Elliott - Photorecording (Cover Artwork)

Elliott

Elliott: Photorecording

Photorecording (2005)

Revelation


4
If you don't like Elliott already, this probably won't make you like them any more. In fact, it will probably give you another reason to hate them or bust out such tired scene phrases as "snorecore" and other witty metaphors for sleep. That being said, this is a good album. I was a fan of U.S....

If you don't like Elliott already, this probably won't make you like them any more. In fact, it will probably give you another reason to hate them or bust out such tired scene phrases as "snorecore" and other witty metaphors for sleep.

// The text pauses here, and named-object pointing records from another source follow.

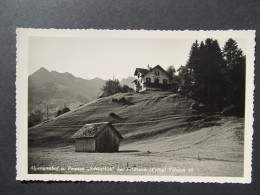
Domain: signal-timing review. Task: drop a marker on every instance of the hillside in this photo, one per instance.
(160, 130)
(57, 89)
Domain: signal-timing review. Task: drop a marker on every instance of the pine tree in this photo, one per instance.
(235, 71)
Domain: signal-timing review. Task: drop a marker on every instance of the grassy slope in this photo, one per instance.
(143, 116)
(154, 122)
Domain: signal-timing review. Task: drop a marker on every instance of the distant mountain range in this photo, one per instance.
(58, 89)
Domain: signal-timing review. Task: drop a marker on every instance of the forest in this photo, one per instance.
(214, 76)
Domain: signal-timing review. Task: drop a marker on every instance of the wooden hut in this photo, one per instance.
(97, 137)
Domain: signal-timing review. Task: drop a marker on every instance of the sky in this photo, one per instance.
(110, 57)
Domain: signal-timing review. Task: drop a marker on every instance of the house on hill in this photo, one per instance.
(97, 137)
(151, 79)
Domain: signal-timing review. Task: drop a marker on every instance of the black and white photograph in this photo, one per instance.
(134, 105)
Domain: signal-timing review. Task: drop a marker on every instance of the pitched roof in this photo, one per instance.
(94, 129)
(145, 71)
(141, 70)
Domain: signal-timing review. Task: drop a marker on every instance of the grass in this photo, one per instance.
(154, 126)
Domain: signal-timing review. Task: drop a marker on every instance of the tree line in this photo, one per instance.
(214, 76)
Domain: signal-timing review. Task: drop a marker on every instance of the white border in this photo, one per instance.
(22, 101)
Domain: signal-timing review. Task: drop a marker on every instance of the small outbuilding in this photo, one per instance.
(97, 137)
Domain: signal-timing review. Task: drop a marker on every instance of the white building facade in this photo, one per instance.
(151, 79)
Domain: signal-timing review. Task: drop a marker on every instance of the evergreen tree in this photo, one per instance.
(235, 71)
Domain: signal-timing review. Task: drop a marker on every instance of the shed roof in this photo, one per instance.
(94, 129)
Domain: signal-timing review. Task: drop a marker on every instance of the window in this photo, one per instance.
(156, 80)
(148, 80)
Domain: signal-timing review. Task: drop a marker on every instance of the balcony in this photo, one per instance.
(157, 85)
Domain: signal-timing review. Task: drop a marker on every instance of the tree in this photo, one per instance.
(111, 87)
(235, 69)
(185, 78)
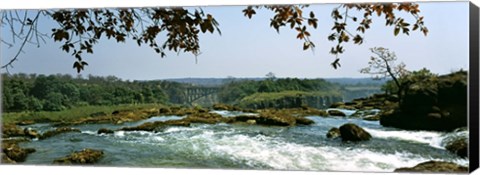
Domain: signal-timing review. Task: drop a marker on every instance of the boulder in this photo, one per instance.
(352, 132)
(5, 159)
(333, 133)
(15, 153)
(164, 111)
(31, 133)
(372, 118)
(209, 118)
(86, 156)
(433, 103)
(25, 122)
(219, 106)
(98, 114)
(337, 105)
(459, 147)
(105, 131)
(334, 112)
(273, 118)
(12, 131)
(435, 166)
(251, 122)
(152, 126)
(57, 131)
(303, 121)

That being said, this is a good album.

I was a fan of U.S. Songs, and never got into the cult around Song in the Air. False Cathedrals, in my opinion, is by far the band's strongest record. This retrospective takes the best of each album and sort of ties it all together through production, making once epic songs even greater, fuller, and right where they should be (most of the time).

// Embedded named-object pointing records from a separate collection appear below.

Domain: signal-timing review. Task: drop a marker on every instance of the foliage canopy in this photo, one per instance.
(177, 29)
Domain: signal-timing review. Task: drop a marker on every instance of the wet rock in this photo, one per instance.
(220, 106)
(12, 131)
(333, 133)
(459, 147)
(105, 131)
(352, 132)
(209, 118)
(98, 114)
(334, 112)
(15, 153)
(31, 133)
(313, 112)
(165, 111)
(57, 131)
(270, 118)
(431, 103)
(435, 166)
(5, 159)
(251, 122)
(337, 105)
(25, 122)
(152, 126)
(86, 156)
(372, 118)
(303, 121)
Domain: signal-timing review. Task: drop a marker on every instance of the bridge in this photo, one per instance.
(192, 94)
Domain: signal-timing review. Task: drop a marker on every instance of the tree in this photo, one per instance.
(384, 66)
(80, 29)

First, the negative parts:

  1. I don't like the final track being "Intro to False Cathedrals," because if you happen to have False Cathedrals on next, then, well, you listen to a third of the song you just listened to all over again. It would have been a much better intro to the entire album, as the entire album is almost a re-introduction to songs Elliott fans already know. It's just awkward.
  2. Elliott does well with instrumentals. I enjoy the few that have decorated their albums, but it was a mistake to put three in a row. Maybe end with "This Program is Not Responding," intro with "Intro..." and put "Leona" somewhere between the dense plethora of lengthy but vocally-driven tracks in the middle.
  3. "Drive Onto Me" was always my least favorite song on False Cathedrals, and I find myself liking it even less here with the happy-go-lucky drums and more upbeat guitar. I would have preferred an alternate of "Lie Close" or "Speed of Film," but you can't control what a band has recorded in the past.
Now for the good stuff:

Well, actually, it's everything else. I got a little bit of slack for my review of Coheed and Cambria's latest, and how long songs can still be good. Well, they can, and Elliott shows you they can be. They have the lengthy guitar solos here, they have the four-minute melodies, but they do it the way musicians do: They build tension, they play with time, they tease your ears and instead of always going the predictable route, they make you pay attention.

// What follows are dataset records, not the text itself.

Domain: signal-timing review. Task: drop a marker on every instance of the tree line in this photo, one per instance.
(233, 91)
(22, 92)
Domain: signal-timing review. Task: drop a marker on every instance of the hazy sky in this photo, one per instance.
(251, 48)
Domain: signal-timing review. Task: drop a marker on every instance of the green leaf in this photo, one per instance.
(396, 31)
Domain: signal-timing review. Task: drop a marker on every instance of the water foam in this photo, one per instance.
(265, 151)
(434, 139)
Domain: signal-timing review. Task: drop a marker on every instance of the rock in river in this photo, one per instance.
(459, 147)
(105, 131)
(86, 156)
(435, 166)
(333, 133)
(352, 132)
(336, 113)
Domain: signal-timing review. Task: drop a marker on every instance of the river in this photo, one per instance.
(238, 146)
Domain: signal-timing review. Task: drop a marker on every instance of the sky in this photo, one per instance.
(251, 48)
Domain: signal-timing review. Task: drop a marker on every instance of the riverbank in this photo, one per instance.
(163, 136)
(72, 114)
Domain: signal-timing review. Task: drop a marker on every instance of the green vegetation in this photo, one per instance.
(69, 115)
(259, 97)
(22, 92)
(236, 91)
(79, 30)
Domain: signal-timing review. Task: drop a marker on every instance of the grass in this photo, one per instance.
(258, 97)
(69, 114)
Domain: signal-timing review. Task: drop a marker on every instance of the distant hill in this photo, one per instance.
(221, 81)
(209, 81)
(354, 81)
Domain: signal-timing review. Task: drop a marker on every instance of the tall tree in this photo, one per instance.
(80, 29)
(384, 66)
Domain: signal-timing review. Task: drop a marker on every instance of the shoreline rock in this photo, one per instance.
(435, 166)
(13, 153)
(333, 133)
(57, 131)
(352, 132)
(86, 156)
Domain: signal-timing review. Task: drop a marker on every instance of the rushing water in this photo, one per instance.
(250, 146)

The production on this is also extremely well done. The songs all meld together well, even in their new sequence, and some of the new note choices on "Calm Americans" (specifically with the piano) really give the song the intensity that the lyrics call for (as a sidenote, for those who think music like this isn't punk rock, read up on the lyrics for that song sometime).

But, as I said, a lot of people don't like this band because they aren't super fast, they're not edgy or screamy. But they were really good at what they did, and this collection is an absolutely amazing display of what music has lost. Points lost for decisions on track sequencing, but other than that, if you liked Elliott, you won't be disappointed.